Phelan asintió, mirando a Kylar con fascinación. Para él el príncipe era tan majestuoso y extranjero como los héroes de todas las historias que había oído o leído.

—Lo era, señor.

—De acuerdo, entonces. ¿Sabes que tu señora me tuvo en cama tres días enteros cuando vine a ella herido? —Se sentó en el borde de la cama, se inclinó y olió el cuenco—. Y me hizo beber el mismo caldo. Es una crueldad, pero un soldado debe soportar dificultades como ésta.

—Phelan no será un soldado —dijo Deirdre con tono resuelto— porque es un bardo.

—Ah. —Kylar inclinó su cabeza en una reverencia—. No hay hombre más importante que el bardo.

—¿Más que un soldado? —preguntó Phelan abriendo mucho los ojos.

—El bardo cuenta las historias y canta las canciones. Sin él, no sabríamos nada.

—Estoy creando una historia sobre vos, mi señor. —Excitado, Phelan tomaba el caldo a cucharadas—. Sobre cómo vos llegasteis desde más allá, recorristeis Lo Olvidado herido y a punto de morir y cómo mi señora os curó.

—Me gustaría oír la historia cuando la hayas terminado.

—Puedes desarrollar la historia mientras descansas y te recuperas.

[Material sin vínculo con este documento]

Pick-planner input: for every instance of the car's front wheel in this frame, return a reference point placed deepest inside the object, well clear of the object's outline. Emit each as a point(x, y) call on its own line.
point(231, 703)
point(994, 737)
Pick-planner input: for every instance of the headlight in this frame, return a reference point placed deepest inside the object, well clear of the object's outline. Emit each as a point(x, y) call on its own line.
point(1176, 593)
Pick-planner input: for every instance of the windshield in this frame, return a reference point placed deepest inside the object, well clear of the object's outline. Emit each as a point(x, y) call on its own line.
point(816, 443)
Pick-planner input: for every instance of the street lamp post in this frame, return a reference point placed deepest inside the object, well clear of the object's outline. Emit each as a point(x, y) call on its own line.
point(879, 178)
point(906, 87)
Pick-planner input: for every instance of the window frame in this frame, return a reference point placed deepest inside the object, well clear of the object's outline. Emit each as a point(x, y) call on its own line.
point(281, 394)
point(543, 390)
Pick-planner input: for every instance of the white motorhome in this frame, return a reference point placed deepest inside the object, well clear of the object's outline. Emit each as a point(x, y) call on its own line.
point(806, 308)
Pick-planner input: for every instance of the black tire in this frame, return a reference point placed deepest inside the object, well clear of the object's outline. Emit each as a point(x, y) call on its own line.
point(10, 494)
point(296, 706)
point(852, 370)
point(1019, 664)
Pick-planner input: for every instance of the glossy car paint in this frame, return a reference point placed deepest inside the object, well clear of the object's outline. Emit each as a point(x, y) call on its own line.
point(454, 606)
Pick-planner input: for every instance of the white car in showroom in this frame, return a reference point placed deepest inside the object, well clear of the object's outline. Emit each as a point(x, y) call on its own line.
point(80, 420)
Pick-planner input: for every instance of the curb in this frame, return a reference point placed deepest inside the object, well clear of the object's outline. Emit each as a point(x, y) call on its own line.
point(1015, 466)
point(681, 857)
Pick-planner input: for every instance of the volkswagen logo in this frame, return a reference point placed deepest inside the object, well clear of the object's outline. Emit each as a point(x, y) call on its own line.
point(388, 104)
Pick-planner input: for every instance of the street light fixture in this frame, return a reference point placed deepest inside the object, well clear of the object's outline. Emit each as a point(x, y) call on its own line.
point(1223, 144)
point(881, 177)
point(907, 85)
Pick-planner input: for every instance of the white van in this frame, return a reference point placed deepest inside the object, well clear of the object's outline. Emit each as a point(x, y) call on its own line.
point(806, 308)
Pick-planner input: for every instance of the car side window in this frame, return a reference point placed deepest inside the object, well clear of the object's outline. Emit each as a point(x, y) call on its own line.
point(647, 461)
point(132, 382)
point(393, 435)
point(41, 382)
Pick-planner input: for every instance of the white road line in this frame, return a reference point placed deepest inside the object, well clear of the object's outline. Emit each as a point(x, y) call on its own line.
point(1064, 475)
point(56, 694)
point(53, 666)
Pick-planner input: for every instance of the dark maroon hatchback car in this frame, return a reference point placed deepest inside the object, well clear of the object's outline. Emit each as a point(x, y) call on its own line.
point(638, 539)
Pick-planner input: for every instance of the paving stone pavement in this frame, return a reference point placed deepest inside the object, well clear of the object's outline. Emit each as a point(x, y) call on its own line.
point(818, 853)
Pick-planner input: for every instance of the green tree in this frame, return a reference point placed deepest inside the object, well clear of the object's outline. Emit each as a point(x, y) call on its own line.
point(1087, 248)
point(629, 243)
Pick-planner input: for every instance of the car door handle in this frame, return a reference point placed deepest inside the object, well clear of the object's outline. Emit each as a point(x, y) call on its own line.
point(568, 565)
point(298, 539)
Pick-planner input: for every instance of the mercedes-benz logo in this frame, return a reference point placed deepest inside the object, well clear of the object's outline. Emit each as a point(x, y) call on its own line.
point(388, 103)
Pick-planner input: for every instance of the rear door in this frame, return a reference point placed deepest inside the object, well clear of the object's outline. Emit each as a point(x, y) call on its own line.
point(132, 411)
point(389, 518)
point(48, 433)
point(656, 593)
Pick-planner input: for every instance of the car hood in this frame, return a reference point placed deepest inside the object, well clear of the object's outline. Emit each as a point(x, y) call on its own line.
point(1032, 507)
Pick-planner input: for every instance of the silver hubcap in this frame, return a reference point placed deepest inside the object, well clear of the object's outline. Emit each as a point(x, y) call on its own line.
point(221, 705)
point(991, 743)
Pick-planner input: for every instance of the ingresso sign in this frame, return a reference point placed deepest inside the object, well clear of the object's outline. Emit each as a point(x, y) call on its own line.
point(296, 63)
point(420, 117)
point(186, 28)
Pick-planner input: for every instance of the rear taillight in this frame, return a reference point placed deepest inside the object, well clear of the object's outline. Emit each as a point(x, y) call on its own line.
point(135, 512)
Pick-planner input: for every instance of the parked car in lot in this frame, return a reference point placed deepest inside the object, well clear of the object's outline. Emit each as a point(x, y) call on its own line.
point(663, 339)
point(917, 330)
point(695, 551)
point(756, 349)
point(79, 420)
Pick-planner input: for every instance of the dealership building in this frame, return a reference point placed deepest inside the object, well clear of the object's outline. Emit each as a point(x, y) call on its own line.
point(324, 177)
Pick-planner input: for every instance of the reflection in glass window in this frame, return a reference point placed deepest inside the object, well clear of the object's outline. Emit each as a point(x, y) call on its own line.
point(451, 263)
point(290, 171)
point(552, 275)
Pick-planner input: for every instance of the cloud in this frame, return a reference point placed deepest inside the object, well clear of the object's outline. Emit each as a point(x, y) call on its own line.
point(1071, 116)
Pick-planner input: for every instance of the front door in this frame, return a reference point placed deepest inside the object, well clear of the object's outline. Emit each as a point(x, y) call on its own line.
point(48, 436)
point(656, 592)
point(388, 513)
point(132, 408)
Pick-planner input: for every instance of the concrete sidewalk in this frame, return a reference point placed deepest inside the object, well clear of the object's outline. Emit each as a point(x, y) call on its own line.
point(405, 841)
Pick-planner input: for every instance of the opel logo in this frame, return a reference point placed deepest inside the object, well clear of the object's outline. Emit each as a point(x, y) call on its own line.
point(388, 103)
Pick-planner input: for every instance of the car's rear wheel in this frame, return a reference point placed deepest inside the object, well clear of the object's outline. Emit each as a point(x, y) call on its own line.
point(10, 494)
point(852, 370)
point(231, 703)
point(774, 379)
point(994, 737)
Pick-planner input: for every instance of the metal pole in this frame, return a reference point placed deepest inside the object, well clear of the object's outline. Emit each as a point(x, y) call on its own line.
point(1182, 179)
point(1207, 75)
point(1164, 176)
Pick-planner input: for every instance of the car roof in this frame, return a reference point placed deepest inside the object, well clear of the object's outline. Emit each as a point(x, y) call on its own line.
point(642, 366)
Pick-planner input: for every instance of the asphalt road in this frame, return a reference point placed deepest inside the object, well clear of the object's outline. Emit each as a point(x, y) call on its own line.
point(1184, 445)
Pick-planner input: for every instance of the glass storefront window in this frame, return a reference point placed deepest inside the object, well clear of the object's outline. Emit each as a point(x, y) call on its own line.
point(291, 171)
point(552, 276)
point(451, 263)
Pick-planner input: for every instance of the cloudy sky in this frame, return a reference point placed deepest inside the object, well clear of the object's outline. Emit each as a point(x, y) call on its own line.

Contenta de que el cuenco estuviera vacío, lo cogió al levantarse y se inclinó para besar la frente de Phelan.

—¿Volveréis, mi señora?

—Volveré, pero ahora descansa y sueña tu historia. Luego te daré otro libro.

—Que estés bien, joven bardo. —Kylar cogió la mano de Deirdre para llevarla fuera.

—Os levantasteis temprano —comentó.

—Hay mucho que hacer.

—Estoy celoso de un muchacho de diez años.

—Phelan casi tiene doce, pero es pequeño para su edad.

—Sea como sea, no os sentasteis y me disteis caldo ni besasteis mi frente cuando estaba lo bastante bien para estar incorporado.

—No erais un paciente tan dulce.

—Lo sería ahora. —La besó y le sorprendió que no se ruborizara ni temblara como era costumbre en las féminas. Por el contrario, ella besó sus labios con una pasión temeraria que revolvió su apetito—. Llevadme a la cama y os enseñaré.

Se rió y le dio un golpecito.

—Eso tendrá que esperar. Tengo obligaciones.

—Os ayudaré.

Su rostro se suavizó.

—Me habéis ayudado ya. Pero venid. Os daré algo que hacer.